By Emmanuel Okiri
A report released jointly by the World Health Organization (WHO) and US Centers for Disease Control (CDC) indicates that there has been an increased death toll from Measles in the last year.
Measles killed an estimated 207,500 people in 2019. This comes after a decade-long failure to reach optimal vaccination coverage, resulting in the highest number of cases for 23 years.
The death toll in 2019 was significantly higher by 50% than the historic low figures of 2016, WHO regions saw a surge taking the global total to 869,770 cases.
This year there has been relatively fewer cases, though the COVID 19 pandemic has delayed progress of vaccination efforts, with more than 94 million at risk of losing out on measles vaccine in 26 countries. Vaccination Campaigns have been stopped in several countries including those with ongoing outbreaks.
“Before there was a coronavirus the world was grappling with a measles crisis, and it has not gone away”, Henrietta Fore, UN Children’s Fund (UNICEF) Executive Director, said in a statement.
“While health systems are strained by the COVID-19 pandemic, we must not allow our fight against one deadly disease to come at the expense of our fight against another.”
Measles is entirely preventable, but success requires 95% of children to be vaccinated on time with two doses of measles-containing vaccines (MCV1 and MCV2). MCV1 coverage has been stagnant globally for more than a decade at between 84% and 85%, while MCV2 coverage has been steadily increasing but is still only at 71%.

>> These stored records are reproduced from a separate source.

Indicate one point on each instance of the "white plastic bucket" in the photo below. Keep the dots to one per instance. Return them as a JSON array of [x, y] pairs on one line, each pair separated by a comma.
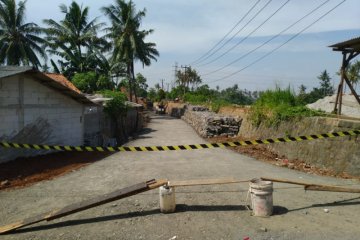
[[167, 199], [261, 197]]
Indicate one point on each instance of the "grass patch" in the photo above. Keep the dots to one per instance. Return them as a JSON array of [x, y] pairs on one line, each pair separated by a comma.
[[275, 106]]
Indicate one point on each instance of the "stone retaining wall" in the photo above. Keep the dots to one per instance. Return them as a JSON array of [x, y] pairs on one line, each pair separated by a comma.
[[342, 154]]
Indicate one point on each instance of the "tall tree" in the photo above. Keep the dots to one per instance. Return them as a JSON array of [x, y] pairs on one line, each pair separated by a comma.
[[20, 43], [128, 40], [326, 88], [74, 39], [188, 78]]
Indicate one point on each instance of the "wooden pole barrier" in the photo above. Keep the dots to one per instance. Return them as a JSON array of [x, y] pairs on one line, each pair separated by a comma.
[[81, 206]]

According to UNICEF and WHO, immunization rates in some countries have fallen by as much as 50 per cent, with people unable to access health services because of lockdown and transport disruptions, or unwillingness due to fear of contracting COVID-19.
Natasha Crowcroft, senior technical advisor on measles and rubella at the WHO, said that the good news was that measles vaccinations had saved more than 25.5 million lives globally since 2000. But the low vaccine coverage meant the number of unprotected children was growing every year.
Weak health systems and the inability to reach children were the main problem globally, and vaccine hesitancy was an additional problem in some countries, she said.
Last week UNICEF and WHO issued a joint call to action to avert major measles and polio epidemics, calling for an additional $255 million over the next three years to address dangerous measles immunity gaps in the 45 countries at the highest risk of an imminent outbreak.
Countries that have recently suffered large measles outbreaks include the Democratic Republic of Congo (DRC), Madagascar, Central African Republic (CAR), Georgia, Kazakhstan, North Macedonia, Samoa, Tonga, and Ukraine, Dr. Crowcroft said.